Trump assina ordem executiva para proteger receita do petróleo venezuelano em contas dos EUA, barrar apreensões judiciais e atrair investimentos petrolíferos

Ordem determina que a receita do petróleo venezuelano mantida em fundos do Tesouro dos EUA seja tratada como propriedade soberana, impedir confisco por credores e usar recursos para estabilidade na Venezuela

O presidente dos Estados Unidos, Donald Trump, assinou uma ordem executiva para evitar que tribunais ou credores apreendam a receita do petróleo venezuelano que está depositada em contas do Tesouro dos EUA.

A medida foi assinada na sexta-feira, dia 9 de janeiro, e vem menos de uma semana após os EUA capturarem o líder venezuelano Nicolás Maduro em Caracas, em um episódio que elevou a tensão diplomática e financeira.

A Casa Branca afirmou que o dinheiro deve ser usado na Venezuela para promover paz, prosperidade e estabilidade, conforme informação divulgada pelo g1.

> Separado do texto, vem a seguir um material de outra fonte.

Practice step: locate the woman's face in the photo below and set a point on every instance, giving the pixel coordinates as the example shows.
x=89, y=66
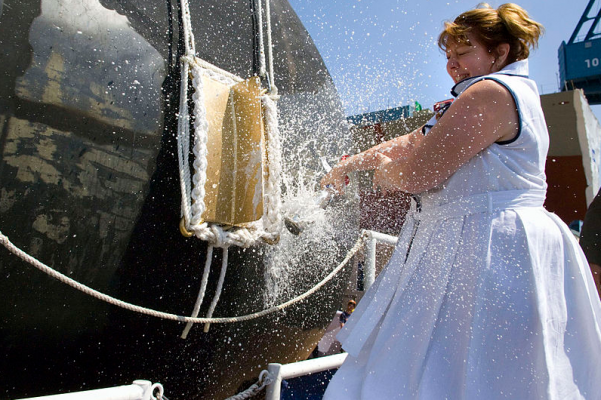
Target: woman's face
x=469, y=60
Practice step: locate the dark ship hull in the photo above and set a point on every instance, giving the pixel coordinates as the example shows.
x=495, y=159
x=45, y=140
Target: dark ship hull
x=89, y=185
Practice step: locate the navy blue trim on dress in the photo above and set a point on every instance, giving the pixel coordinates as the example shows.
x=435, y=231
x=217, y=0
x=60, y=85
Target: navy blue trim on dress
x=517, y=105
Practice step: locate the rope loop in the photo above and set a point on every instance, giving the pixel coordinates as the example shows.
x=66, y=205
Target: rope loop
x=158, y=389
x=173, y=317
x=265, y=379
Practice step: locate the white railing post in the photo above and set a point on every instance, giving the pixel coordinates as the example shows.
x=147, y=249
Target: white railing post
x=275, y=387
x=370, y=262
x=372, y=239
x=287, y=371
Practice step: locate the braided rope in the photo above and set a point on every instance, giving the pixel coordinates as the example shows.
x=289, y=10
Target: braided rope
x=201, y=292
x=173, y=317
x=265, y=379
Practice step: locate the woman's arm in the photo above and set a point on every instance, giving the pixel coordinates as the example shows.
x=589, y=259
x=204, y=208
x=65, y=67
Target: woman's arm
x=368, y=160
x=483, y=114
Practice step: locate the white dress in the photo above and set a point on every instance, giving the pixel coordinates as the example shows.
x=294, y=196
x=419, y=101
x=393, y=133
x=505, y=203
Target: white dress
x=487, y=295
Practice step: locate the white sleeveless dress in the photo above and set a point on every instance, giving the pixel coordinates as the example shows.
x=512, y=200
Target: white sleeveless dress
x=488, y=295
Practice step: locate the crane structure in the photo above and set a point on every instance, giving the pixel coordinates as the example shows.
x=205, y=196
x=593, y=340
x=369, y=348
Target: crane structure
x=580, y=58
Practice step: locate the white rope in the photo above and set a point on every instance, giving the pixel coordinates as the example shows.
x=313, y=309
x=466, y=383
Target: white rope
x=187, y=25
x=265, y=379
x=259, y=16
x=274, y=89
x=219, y=288
x=201, y=292
x=183, y=143
x=173, y=317
x=192, y=184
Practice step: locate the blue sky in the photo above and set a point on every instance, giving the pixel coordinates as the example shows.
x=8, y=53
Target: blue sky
x=383, y=53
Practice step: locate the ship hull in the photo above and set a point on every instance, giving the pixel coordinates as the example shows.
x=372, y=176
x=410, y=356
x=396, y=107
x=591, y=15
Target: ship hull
x=89, y=185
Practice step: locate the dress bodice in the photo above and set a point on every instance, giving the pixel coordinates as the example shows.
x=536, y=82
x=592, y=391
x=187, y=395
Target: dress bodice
x=517, y=164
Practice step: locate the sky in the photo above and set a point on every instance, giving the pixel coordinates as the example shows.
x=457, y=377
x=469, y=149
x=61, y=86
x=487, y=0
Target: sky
x=383, y=53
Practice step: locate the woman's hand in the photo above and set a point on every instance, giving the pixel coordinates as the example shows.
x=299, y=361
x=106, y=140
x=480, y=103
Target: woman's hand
x=335, y=179
x=381, y=179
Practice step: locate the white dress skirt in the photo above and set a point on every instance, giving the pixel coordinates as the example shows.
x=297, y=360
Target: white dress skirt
x=487, y=295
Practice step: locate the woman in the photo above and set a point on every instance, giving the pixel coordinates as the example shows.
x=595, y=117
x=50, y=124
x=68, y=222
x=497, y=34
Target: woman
x=487, y=295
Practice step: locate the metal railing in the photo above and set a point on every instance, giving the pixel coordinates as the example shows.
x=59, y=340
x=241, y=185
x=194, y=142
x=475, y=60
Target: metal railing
x=372, y=239
x=294, y=370
x=138, y=390
x=287, y=371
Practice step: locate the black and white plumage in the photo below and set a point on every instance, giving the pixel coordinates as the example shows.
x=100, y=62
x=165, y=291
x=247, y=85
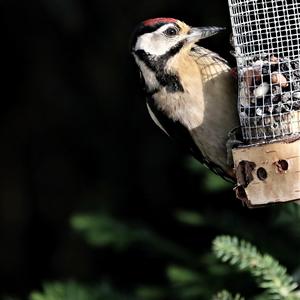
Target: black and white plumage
x=190, y=92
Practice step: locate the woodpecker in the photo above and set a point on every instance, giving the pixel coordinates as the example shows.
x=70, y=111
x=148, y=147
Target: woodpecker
x=190, y=92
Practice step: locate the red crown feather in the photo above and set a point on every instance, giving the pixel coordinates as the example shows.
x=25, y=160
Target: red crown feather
x=152, y=22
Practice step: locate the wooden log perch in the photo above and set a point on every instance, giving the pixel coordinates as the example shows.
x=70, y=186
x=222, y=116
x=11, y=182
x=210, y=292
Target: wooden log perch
x=268, y=173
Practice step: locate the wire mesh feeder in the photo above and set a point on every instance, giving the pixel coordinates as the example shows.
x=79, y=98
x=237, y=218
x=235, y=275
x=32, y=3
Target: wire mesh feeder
x=266, y=37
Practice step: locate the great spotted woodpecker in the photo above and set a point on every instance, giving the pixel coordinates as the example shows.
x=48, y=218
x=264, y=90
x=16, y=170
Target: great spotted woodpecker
x=191, y=94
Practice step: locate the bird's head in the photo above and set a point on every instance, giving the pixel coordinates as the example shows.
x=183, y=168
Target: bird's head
x=157, y=37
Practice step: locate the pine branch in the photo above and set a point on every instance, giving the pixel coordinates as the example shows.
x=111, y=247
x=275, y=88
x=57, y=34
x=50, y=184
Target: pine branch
x=225, y=295
x=269, y=274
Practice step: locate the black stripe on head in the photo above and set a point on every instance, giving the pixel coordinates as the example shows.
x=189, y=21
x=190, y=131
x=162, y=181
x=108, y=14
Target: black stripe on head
x=157, y=64
x=142, y=29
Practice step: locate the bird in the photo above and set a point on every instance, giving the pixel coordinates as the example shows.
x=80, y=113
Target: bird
x=190, y=91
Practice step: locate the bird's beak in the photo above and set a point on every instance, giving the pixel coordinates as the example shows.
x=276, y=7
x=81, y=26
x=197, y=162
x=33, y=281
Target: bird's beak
x=199, y=33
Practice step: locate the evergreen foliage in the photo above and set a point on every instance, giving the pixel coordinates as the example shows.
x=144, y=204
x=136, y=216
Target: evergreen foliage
x=269, y=274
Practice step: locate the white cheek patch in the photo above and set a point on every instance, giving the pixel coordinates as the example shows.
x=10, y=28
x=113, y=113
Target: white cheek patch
x=156, y=43
x=148, y=75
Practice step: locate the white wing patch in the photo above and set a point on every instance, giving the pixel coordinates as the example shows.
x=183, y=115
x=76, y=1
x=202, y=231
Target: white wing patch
x=155, y=120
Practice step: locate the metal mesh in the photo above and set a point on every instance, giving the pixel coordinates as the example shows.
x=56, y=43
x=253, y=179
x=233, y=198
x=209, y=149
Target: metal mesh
x=266, y=36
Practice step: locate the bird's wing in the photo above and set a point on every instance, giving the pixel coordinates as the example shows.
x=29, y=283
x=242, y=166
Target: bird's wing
x=182, y=137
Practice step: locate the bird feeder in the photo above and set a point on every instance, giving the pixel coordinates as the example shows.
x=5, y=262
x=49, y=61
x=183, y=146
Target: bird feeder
x=266, y=37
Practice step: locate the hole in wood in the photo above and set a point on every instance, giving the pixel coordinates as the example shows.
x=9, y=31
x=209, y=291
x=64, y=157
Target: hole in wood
x=262, y=174
x=283, y=165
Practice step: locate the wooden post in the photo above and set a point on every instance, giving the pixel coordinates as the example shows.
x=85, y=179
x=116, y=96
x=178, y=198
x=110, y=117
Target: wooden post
x=268, y=173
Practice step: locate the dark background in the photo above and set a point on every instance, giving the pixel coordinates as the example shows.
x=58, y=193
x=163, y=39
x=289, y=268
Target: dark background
x=75, y=136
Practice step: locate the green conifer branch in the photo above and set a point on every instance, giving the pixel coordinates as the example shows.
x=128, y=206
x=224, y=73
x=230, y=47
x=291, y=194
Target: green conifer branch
x=269, y=274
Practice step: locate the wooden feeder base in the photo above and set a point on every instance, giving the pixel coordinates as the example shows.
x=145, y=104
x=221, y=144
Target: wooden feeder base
x=268, y=173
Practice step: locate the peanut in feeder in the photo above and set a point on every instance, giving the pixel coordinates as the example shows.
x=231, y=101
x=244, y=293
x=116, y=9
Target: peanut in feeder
x=266, y=36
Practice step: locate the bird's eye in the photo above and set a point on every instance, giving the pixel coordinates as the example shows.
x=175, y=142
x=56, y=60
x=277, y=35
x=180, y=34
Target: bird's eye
x=171, y=31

O que diz a ordem e a justificativa oficial

A ordem declara que a receita do petróleo venezuelano mantida em fundos de depósito de governos estrangeiros nos EUA é propriedade soberana da Venezuela, mantida sob custódia americana para fins governamentais e diplomáticos, e não está sujeita a reivindicações privadas.

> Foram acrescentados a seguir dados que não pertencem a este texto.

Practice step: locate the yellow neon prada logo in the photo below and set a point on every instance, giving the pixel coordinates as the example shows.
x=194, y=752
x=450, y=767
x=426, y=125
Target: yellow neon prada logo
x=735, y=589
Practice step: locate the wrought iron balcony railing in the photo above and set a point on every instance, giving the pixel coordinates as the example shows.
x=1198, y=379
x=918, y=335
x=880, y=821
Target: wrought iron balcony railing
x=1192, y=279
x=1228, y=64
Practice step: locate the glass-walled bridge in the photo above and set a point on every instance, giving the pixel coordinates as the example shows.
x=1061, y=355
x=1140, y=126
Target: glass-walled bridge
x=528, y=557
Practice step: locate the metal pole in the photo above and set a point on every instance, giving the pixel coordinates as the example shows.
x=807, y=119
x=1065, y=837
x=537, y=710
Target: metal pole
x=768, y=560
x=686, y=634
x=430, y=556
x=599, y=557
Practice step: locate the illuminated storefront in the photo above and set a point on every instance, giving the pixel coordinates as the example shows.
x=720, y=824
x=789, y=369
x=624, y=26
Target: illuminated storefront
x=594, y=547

Em nota, a Casa Branca afirmou, “O presidente Trump está impedindo a apreensão de receitas do petróleo venezuelano que poderiam minar esforços críticos dos EUA para garantir estabilidade econômica e política na Venezuela”.

Para embasar a medida, Trump citou a Lei de Poderes Econômicos de Emergência Internacional, de 1977, e a Lei de Emergências Nacionais, de 1976, como base legal para a ordem.

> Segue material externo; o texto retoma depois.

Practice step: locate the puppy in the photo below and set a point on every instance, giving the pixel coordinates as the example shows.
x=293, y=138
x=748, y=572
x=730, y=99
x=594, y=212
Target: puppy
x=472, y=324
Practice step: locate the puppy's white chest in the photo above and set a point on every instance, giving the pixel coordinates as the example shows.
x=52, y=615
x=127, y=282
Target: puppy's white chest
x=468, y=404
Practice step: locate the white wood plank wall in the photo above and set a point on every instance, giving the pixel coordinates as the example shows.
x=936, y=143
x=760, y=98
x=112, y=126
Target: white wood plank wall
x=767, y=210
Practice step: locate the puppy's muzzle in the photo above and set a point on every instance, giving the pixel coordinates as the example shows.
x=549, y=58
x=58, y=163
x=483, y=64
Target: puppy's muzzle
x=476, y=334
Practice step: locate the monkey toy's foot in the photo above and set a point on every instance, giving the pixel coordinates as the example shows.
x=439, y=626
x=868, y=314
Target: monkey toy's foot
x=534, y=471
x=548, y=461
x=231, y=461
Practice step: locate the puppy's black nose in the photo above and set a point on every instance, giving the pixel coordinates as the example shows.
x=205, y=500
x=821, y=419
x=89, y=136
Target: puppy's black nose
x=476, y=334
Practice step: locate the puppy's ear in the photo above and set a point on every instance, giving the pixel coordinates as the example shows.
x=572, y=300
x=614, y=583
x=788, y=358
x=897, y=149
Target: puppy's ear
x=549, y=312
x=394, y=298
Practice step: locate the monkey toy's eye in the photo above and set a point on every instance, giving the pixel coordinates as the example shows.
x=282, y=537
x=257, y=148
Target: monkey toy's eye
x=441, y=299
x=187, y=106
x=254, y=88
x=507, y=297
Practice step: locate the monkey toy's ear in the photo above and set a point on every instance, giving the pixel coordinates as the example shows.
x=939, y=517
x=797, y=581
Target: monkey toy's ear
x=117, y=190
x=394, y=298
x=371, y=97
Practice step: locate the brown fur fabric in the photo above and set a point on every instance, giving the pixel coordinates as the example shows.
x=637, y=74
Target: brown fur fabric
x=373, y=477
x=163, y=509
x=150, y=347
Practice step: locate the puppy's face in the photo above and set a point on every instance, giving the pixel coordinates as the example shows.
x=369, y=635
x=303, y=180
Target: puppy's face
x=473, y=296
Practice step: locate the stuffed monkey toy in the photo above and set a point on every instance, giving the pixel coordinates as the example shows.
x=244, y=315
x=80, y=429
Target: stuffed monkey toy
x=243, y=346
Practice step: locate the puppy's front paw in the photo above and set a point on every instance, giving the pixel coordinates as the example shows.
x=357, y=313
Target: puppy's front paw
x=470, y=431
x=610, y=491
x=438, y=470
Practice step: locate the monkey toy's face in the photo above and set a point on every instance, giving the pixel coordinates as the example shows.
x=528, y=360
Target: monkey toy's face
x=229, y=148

Quem tem reivindicações contra a Venezuela

Várias empresas americanas e estrangeiras têm reivindicações antigas por ativos nacionalizados na Venezuela. A Exxon Mobil e a ConocoPhillips, por exemplo, saíram do país há quase 20 anos depois que seus ativos foram nacionalizados, e ambas ainda têm a receber bilhões de dólares.

A ordem não cita companhias específicas, mas procura bloquear o acesso de credores a valores ligados à venda de petróleo que estão sob custódia dos EUA.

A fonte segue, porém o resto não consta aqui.